Quels Français pour briller ?
Six podiums dont deux victoires sur les huit dernières éditions, la Classicissima réussit plutôt bien aux Bleus ces derniers temps. Les deux vainqueurs, Arnaud Démare en 2016 et Julian Alaphilippe en 2019, seront bien présents. Tous deux en difficulté cette saison, samedi sera l'occasion parfaite pour se relancer sur une course qui leur a souvent souri. "J'y crois toujours", a d'ailleurs déclaré le premier. "C'est une course imprévisible, tous les scénarios sont envisageables", a ajouté le coureur d'Arkéa-B&B Hôtel. Si le réveil des deux stars françaises est espéré, celui qui est attendu est bien Christophe Laporte. Numéro 1 français au classement UCI, le parcours correspond parfaitement aux qualités du champion d'Europe. S'il résiste aux meilleurs grimpeurs dans le Poggio, il sera sans nul doute un candidat en cas d'arrivée au sprint. Il risque cependant de devoir travailler si Olav Kooij est en mesure de disputer la gagne.

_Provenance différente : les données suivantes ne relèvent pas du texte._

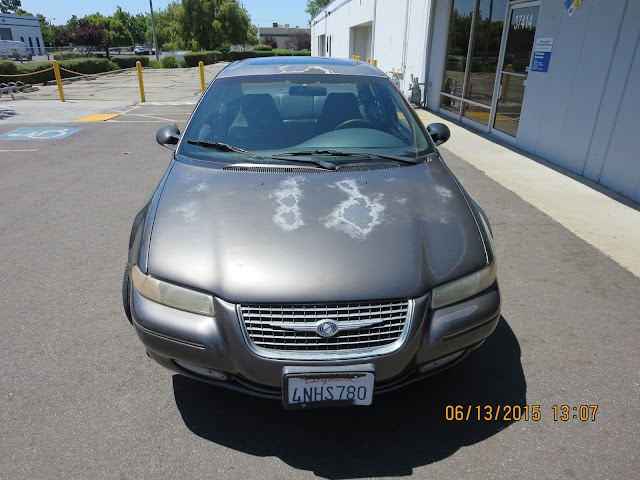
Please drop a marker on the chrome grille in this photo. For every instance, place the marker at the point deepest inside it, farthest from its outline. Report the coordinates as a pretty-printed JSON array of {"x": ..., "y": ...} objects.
[{"x": 364, "y": 327}]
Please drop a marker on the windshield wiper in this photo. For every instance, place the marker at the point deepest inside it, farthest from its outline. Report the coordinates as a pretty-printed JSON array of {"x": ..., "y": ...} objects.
[
  {"x": 304, "y": 157},
  {"x": 223, "y": 147},
  {"x": 338, "y": 153}
]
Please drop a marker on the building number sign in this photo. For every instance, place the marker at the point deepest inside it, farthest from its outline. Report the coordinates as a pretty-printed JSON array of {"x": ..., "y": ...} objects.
[{"x": 522, "y": 21}]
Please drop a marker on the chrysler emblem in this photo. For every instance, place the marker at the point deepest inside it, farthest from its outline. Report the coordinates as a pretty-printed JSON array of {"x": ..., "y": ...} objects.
[{"x": 327, "y": 328}]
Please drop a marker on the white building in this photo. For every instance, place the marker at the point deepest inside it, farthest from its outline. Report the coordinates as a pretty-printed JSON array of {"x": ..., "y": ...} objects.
[
  {"x": 557, "y": 78},
  {"x": 22, "y": 28}
]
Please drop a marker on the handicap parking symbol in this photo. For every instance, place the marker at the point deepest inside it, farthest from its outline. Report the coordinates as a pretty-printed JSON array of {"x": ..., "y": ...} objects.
[{"x": 39, "y": 133}]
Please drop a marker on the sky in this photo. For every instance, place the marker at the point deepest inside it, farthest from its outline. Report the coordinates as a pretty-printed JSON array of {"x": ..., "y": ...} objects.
[{"x": 263, "y": 12}]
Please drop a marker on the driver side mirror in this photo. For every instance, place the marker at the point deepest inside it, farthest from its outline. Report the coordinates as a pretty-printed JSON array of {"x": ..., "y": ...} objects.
[
  {"x": 439, "y": 132},
  {"x": 168, "y": 136}
]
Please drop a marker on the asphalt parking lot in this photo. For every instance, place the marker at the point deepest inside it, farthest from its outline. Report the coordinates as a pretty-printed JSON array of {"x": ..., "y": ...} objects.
[{"x": 80, "y": 399}]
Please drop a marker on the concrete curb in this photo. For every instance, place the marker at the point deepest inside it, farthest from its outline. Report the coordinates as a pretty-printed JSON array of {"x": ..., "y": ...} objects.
[{"x": 607, "y": 224}]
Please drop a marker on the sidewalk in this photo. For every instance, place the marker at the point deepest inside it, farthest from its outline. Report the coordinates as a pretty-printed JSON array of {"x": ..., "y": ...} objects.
[{"x": 609, "y": 223}]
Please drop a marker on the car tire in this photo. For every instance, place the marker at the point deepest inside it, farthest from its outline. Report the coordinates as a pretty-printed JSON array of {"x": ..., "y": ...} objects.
[{"x": 125, "y": 293}]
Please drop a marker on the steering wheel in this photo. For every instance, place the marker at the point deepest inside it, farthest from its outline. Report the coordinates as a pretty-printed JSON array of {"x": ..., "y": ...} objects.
[{"x": 355, "y": 123}]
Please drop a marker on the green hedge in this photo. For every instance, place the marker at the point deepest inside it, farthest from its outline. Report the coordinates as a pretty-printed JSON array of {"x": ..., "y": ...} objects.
[
  {"x": 66, "y": 55},
  {"x": 278, "y": 52},
  {"x": 207, "y": 57},
  {"x": 169, "y": 62},
  {"x": 85, "y": 65},
  {"x": 7, "y": 67},
  {"x": 129, "y": 61}
]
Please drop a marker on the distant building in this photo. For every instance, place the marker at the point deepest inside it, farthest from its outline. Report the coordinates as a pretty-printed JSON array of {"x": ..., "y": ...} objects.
[
  {"x": 556, "y": 78},
  {"x": 281, "y": 33},
  {"x": 23, "y": 28}
]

Autre homme à garder à l'oeil, Axel Zingle. En forme avec plusieurs places d'honneur en ce début 2024, le puncheur sprinteur de Cofidis pourrait accrocher un top 10. Même chose pour Benoît Cosnefroy. Vainqueur du Tour des Alpes-Maritimes, 6e des Strade Bianche, il arrive avec une équipe Décathlon-AG2R en pleine confiance pour aller chercher un joli résultat. Enfin, le jeune Axel Laurance a montré de belles choses depuis le début de l'année, vainqueur devant Pedersen de la 1ère étape de l'Étoile de Bessèges. Mais si le parcours lui convient, il ne devrait pas avoir carte blanche avec Van Der Poel et Philipsen dans son équipe. Affaire à suivre.